When creating a Private Cluster with user-supplied VPC, if the subnets use the same RouteTable, cluster creation fails with the following error.

$ eksctl create cluster -f cluster.yaml
[ℹ]  eksctl version 0.24.0
[ℹ]  using region us-west-2
[✔]  using existing VPC (vpc-XXX...XXX) and subnets (private:[subnet-XXX...XXX subnet-XXX...XXX subnet-XXX...XXX] public:[])
[!]  custom VPC/subnets will be used; if resulting cluster doesn't function as expected, make sure to review the configuration of VPC/subnets
[ℹ]  using Kubernetes version 1.16
[ℹ]  creating EKS cluster "private-cluster" in "us-west-2" region with
[ℹ]  will create a CloudFormation stack for cluster itself and 0 nodegroup stack(s)
[ℹ]  will create a CloudFormation stack for cluster itself and 0 managed nodegroup stack(s)
[ℹ]  if you encounter any issues, check CloudFormation console or try 'eksctl utils describe-stacks --region=us-west-2 --cluster=private-cluster'
[ℹ]  CloudWatch logging will not be enabled for cluster "private-cluster" in "us-west-2"
[ℹ]  you can enable it with 'eksctl utils update-cluster-logging --region=us-west-2 --cluster=private-cluster'
[ℹ]  Kubernetes API endpoint access will use provided values {publicAccess=true, privateAccess=true} for cluster "private-cluster" in "us-west-2"
[ℹ]  2 sequential tasks: { create cluster control plane "private-cluster", update cluster VPC endpoint access configuration }
[ℹ]  building cluster stack "eksctl-private-cluster-cluster"
[ℹ]  deploying stack "eksctl-private-cluster-cluster"
[✖]  unexpected status "ROLLBACK_COMPLETE" while waiting for CloudFormation stack "eksctl-private-cluster-cluster"
[ℹ]  fetching stack events in attempt to troubleshoot the root cause of the failure
[!]  AWS::EC2::SecurityGroup/ClusterSharedNodeSecurityGroup: DELETE_IN_PROGRESS
[!]  AWS::IAM::Role/ServiceRole: DELETE_IN_PROGRESS
[✖]  AWS::EC2::SecurityGroup/ClusterSharedNodeSecurityGroup: CREATE_FAILED – "Resource creation cancelled"
[✖]  AWS::IAM::Role/ServiceRole: CREATE_FAILED – "Resource creation cancelled"
[✖]  AWS::EC2::SecurityGroup/ControlPlaneSecurityGroup: CREATE_FAILED – "Resource creation cancelled"
[✖]  AWS::EC2::VPCEndpoint/VPCEndpointS3: CREATE_FAILED – "Property RouteTableIds contains duplicate values."
[!]  1 error(s) occurred and cluster hasn't been created properly, you may wish to check CloudFormation console
[ℹ]  to cleanup resources, run 'eksctl delete cluster --region=us-west-2 --name=private-cluster'
[✖]  waiting for CloudFormation stack "eksctl-private-cluster-cluster": ResourceNotReady: failed waiting for successful resource state
Error: failed to create cluster "private-cluster"

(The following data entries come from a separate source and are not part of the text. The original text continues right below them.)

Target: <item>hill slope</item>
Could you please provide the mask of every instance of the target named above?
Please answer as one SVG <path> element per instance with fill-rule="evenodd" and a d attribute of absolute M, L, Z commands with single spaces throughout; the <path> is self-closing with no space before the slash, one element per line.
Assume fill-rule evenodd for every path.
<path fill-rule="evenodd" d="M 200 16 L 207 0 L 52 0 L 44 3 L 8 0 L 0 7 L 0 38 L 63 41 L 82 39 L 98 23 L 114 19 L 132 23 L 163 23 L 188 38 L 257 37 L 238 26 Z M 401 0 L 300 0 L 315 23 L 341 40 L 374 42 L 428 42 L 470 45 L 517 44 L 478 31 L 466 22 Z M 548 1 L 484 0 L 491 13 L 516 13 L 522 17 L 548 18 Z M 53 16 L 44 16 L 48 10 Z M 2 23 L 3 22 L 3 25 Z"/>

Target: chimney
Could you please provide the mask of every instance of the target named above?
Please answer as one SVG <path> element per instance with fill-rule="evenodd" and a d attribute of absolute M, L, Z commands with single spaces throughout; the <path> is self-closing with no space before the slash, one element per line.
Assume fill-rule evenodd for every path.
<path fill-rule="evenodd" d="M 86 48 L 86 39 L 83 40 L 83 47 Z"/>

This is because the same RouteTable Ids are output to RouteTableIds of VPCEndpointS3 in the generated CloudFormation template.

...
        "VPCEndpointS3": {
            "Type": "AWS::EC2::VPCEndpoint",
            "Properties": {
                "RouteTableIds": [
                    "rtb-AAA...AAA",
                    "rtb-AAA...AAA",
                    "rtb-AAA...AAA"
                ],
                "ServiceName": "com.amazonaws.us-west-2.s3",
                "VpcEndpointType": "Gateway",
                "VpcId": "vpc-XXX...XXX"
            }
        },
...

What you expected to happen?

Private Cluster creation succeed when subnets use the same RouteTable.

How to reproduce it?

1. Prepare the configuration file

Use the following configuration file "cluster.yaml".

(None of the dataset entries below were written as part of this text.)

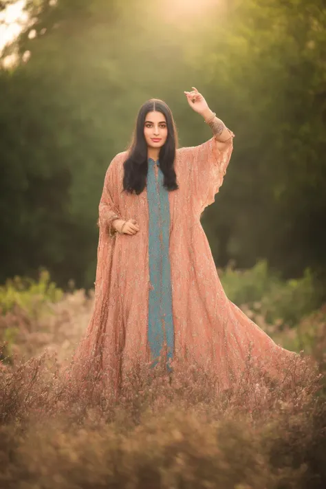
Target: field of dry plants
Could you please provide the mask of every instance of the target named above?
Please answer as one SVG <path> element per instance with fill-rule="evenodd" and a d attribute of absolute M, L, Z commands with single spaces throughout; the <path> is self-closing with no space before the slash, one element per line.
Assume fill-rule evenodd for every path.
<path fill-rule="evenodd" d="M 248 276 L 237 280 L 243 290 Z M 172 381 L 140 367 L 117 401 L 91 369 L 83 387 L 67 381 L 91 296 L 63 294 L 44 272 L 39 283 L 8 283 L 0 299 L 1 489 L 326 487 L 325 307 L 281 327 L 281 318 L 268 323 L 263 299 L 243 304 L 278 343 L 304 350 L 282 382 L 250 358 L 223 392 L 191 365 Z"/>

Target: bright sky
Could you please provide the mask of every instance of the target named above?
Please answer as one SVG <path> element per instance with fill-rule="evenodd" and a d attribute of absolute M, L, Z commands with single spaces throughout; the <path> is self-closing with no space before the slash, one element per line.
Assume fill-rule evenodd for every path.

apiVersion: eksctl.io/v1alpha5
kind: ClusterConfig

metadata:
  name: private-cluster1
  region: us-west-2

privateCluster:
  enabled: true

vpc:
  subnets:
    private:
      us-west-2a:
        id: subnet-aaaa
      us-west-2b:
        id: subnet-bbbb
      us-west-2c:
        id: subnet-cccc

Subnets (subnet-aaaa, subnet-bbbb, subnet-cccc) use the same route table.

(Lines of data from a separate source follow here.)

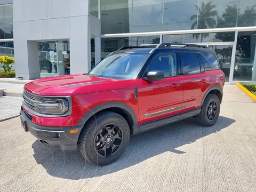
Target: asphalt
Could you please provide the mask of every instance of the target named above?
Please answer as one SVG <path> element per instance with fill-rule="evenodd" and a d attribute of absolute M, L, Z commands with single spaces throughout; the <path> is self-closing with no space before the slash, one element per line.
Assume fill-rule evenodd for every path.
<path fill-rule="evenodd" d="M 105 166 L 41 144 L 20 123 L 0 122 L 1 191 L 256 191 L 256 103 L 235 85 L 214 126 L 190 118 L 133 136 Z"/>

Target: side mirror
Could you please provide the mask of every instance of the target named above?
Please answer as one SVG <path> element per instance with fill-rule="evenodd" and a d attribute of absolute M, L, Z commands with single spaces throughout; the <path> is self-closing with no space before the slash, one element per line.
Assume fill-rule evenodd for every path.
<path fill-rule="evenodd" d="M 164 75 L 161 71 L 150 71 L 147 74 L 147 77 L 143 79 L 148 81 L 162 81 L 164 79 Z"/>

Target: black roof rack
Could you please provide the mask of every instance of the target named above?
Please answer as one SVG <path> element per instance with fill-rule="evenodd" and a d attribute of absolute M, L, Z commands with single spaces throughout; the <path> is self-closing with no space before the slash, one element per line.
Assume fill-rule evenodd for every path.
<path fill-rule="evenodd" d="M 159 43 L 156 48 L 169 48 L 171 46 L 184 46 L 184 47 L 193 47 L 199 48 L 209 49 L 207 46 L 196 45 L 189 43 Z"/>
<path fill-rule="evenodd" d="M 153 44 L 152 45 L 148 45 L 148 46 L 124 46 L 123 47 L 121 47 L 119 49 L 118 49 L 117 51 L 124 50 L 129 49 L 156 47 L 156 46 L 157 45 L 155 44 Z"/>
<path fill-rule="evenodd" d="M 181 47 L 198 47 L 198 48 L 206 48 L 209 49 L 207 46 L 196 45 L 189 43 L 161 43 L 157 45 L 156 44 L 147 44 L 147 45 L 142 45 L 142 46 L 127 46 L 120 48 L 117 51 L 124 50 L 136 48 L 170 48 L 172 46 L 181 46 Z"/>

2. execute the following eksctl command

eksctl create cluster -f cluster.yaml

As a result of the above execution, the issue can be reproduced.

Versions

$ eksctl version
0.24.0
$ kubectl version
Client Version: version.Info{Major:"1", Minor:"18", GitVersion:"v1.18.6", GitCommit:"dff82dc0de47299ab66c83c626e08b245ab19037", GitTreeState:"clean", BuildDate:"2020-07-15T23:30:39Z", GoVersion:"go1.14.4", Compiler:"gc", Platform:"darwin/amd64"}
Server Version: version.Info{Major:"1", Minor:"17+", GitVersion:"v1.17.6-eks-4e7f64", GitCommit:"4e7f642f9f4cbb3c39a4fc6ee84fe341a8ade94c", GitTreeState:"clean", BuildDate:"2020-06-11T13:55:35Z", GoVersion:"go1.13.9", Compiler:"gc", Platform:"linux/amd64"}

kinbug prioritimportant-soon

Source

hiraken-w

Most helpful comment

This issue is fixed in 0.26.0.

michaelbeaumont on 27 Aug 2020

👍2

All 9 comments

I am impacted by this bug when I tried to build a private cluster using 0.25.0 version.Any ETA when it will be fixed?.
I also tried to build eksctl with latest git clone and it build with a binary of eksctl version
0.26.0-dev+100e9d0b.2020-08-05T16:10:12Z

Then I tried again as here is says this bug is closed, but I still this issue,

[ℹ] deploying stack "eksctl-lakedev-cdml-private-cluster-cluster"
[✖] unexpected status "ROLLBACK_IN_PROGRESS" while waiting for CloudFormation stack "eksctl-lakedev-cdml-private-cluster-cluster"
[ℹ] fetching stack events in attempt to troubleshoot the root cause of the failure
[✖] AWS::EC2::SecurityGroup/ClusterSharedNodeSecurityGroup: CREATE_FAILED – "Resource creation cancelled"
[✖] AWS::EC2::SecurityGroup/ControlPlaneSecurityGroup: CREATE_FAILED – "Resource creation cancelled"
[✖] AWS::EC2::VPCEndpoint/VPCEndpointS3: CREATE_FAILED – "route table rtb-09ec7cd1e8effc6cf already has a route with destination-prefix-list-id pl-68a54001 (Service: AmazonEC2; Status Code: 400; Error Code: RouteAlreadyExists; Request ID: 9815caa0-c444-46fc-9116-624b749e477a)"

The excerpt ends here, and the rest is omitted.